Performance of Nonindexed eGFR in Bariatric Surgery Patients

	Mean bias(mL/min)	IQR of bias(mL/min)	P20(%)	P30(%)
eGFRcr	8.7 (2.9, 14.5)	23.9 (18.1, 29.7)	68% (57%, 79%)	84% (76%, 93%)
eGFRcys	−11.5 (−18.7, −4.3)	25.5 (19.6, 31.4)	59% (46%, 73%)	85% (76%, 95%)
eGFRcys-B2M-BTP	−11.0 (−17.2, −4.8)	20.6 (14.1, 27.0)	75% (64%, 86%)a	91% (84%, 98%)
eGFRcr-cys	−3.2 (−8.1, 1.7)	23.6 (19.4, 27.8)	82% (73%, 90%)	91% (85%, 98%)
eGFRcr-cys-B2M-BTP	−3.5 (−7.8, 0.9)	18.9 (15.5, 22.3)	86% (79%, 94%)a	95% (91%, 100%)

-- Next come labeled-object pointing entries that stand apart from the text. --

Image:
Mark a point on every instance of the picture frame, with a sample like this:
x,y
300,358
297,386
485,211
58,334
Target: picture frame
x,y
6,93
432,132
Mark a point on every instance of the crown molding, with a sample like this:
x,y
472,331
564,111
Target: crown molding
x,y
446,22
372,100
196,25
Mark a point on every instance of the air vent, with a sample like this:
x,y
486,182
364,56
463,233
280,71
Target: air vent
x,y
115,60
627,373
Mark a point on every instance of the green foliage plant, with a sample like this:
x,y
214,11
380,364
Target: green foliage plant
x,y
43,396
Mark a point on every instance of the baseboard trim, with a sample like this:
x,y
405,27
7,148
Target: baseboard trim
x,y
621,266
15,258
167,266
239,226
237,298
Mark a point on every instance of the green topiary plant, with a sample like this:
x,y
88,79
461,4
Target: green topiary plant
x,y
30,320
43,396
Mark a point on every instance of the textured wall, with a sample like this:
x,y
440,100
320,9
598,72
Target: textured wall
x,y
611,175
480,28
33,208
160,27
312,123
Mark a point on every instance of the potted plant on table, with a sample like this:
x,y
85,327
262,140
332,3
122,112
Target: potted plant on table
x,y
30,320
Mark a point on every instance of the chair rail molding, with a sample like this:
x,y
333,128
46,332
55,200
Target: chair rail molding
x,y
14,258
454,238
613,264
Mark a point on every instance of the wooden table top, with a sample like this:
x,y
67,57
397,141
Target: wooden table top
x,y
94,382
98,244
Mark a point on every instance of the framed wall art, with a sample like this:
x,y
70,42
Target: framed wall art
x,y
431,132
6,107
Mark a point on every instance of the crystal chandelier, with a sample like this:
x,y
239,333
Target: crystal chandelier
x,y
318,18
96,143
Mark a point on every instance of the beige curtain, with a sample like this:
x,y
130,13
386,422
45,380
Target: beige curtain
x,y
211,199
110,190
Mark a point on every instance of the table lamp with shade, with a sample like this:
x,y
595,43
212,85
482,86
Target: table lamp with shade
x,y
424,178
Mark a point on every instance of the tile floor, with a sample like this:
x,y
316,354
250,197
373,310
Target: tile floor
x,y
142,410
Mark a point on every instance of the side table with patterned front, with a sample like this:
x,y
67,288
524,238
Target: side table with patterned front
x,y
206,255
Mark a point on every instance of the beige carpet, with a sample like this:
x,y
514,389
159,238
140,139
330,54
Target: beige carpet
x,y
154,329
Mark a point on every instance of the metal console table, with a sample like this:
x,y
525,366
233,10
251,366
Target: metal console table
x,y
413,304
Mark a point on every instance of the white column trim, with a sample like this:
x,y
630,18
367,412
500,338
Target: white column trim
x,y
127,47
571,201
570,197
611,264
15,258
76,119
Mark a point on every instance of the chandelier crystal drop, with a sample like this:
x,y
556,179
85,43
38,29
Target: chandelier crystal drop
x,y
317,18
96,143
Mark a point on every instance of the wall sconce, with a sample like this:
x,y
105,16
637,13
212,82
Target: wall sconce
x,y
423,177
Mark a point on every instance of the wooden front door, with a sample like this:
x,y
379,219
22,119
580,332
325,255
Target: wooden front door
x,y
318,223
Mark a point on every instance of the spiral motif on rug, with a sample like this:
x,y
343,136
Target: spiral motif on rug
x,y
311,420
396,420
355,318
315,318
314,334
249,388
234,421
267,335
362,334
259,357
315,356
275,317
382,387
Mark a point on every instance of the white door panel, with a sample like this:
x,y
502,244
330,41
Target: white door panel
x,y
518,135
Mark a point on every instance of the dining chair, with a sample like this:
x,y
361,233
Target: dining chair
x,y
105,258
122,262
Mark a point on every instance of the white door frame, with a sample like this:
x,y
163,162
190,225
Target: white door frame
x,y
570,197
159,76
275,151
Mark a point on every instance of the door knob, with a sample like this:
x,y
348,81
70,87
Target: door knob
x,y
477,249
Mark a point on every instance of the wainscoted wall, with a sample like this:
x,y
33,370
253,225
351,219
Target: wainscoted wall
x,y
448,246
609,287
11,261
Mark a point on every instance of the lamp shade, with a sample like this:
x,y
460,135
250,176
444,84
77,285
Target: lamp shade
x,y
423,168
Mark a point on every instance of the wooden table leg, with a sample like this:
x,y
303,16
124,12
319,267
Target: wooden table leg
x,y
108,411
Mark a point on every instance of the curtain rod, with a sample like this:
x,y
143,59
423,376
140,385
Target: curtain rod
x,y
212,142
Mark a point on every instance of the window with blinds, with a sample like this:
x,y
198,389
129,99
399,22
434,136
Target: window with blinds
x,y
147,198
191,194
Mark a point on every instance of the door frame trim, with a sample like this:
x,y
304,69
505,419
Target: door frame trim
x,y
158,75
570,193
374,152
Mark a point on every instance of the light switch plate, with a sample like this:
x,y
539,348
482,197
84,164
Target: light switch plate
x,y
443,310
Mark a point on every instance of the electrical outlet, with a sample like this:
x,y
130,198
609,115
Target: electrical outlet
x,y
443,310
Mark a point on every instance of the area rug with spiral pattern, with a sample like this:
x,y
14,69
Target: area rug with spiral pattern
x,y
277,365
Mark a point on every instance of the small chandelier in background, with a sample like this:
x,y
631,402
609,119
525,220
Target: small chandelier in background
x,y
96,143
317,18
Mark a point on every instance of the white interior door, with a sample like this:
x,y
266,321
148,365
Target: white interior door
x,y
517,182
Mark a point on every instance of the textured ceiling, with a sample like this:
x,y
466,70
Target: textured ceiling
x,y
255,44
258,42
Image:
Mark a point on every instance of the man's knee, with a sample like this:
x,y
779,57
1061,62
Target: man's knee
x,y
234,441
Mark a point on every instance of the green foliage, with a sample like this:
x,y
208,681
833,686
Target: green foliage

Note: Analyses included 103 measurements in 27 participants at 4 visits because bias, precision, and accuracy for the eGFR equations were similar before and after surgery. The nonindexed GFR was calculated by multiplying indexed GFR values by body surface area/1.73m2. The bias was calculated as mean difference between eGFR and mGFR, and precision was reported as the IQR of the difference. The accuracy was assessed by the percentage of eGFR within 20% or 30% of mGFR. Bootstrapping (2,000 replications) was used to calculate 95% confidence intervals for each of the parameters.

Abbreviations: B2M, β2-microglobulin; BTP, β-trace protein; Cr, creatinine; cys, cystatin C; IQR, interquartile range; mGFR, measured glomerular filtration rate.

P = 0.004 for the comparison of P20 between eGFRcys-B2M-BTP and eGFRcys. P = 0.04 for the comparison of P20 between eGFRcr-cys-B2M-BTP and eGFRcr-cys.

Our results show that serum creatinine and β-trace protein concentrations declined more than serum cystatin C and B2M concentrations following bariatric surgery, independent of GFR. BTP is a 23-29 kDa glycoprotein enzyme generated in the central nervous system and other tissues that promotes the conversion of prostaglandin H2 to prostaglandin D and is used clinically as a marker for the leakage of cerebrospinal fluid into nasal secretions. B2M is an 11.8 kDa protein found on the surface of all nucleated cells associated with major histocompatibility complex class I molecules and is used as a tumor marker in multiple myeloma., Our study does not provide insight into the mechanisms of a decline in BTP after bariatric surgery. These findings should be replicated in other bariatric surgery cohorts with measured GFR and multiple filtration markers.

Our results suggest that the inclusion of B2M and BTP in estimating equations could potentially improve performance of GFR estimation in patients undergoing bariatric surgery. The limitations include small sample size, lack of diversity, and few participants with chronic kidney disease.

B2M and BTP may be useful endogenous filtration markers for GFR estimation in patients with severe obesity and after bariatric surgery. However, the eGFRcr-cys equation already performed well in our population. Further studies are necessary to confirm these findings.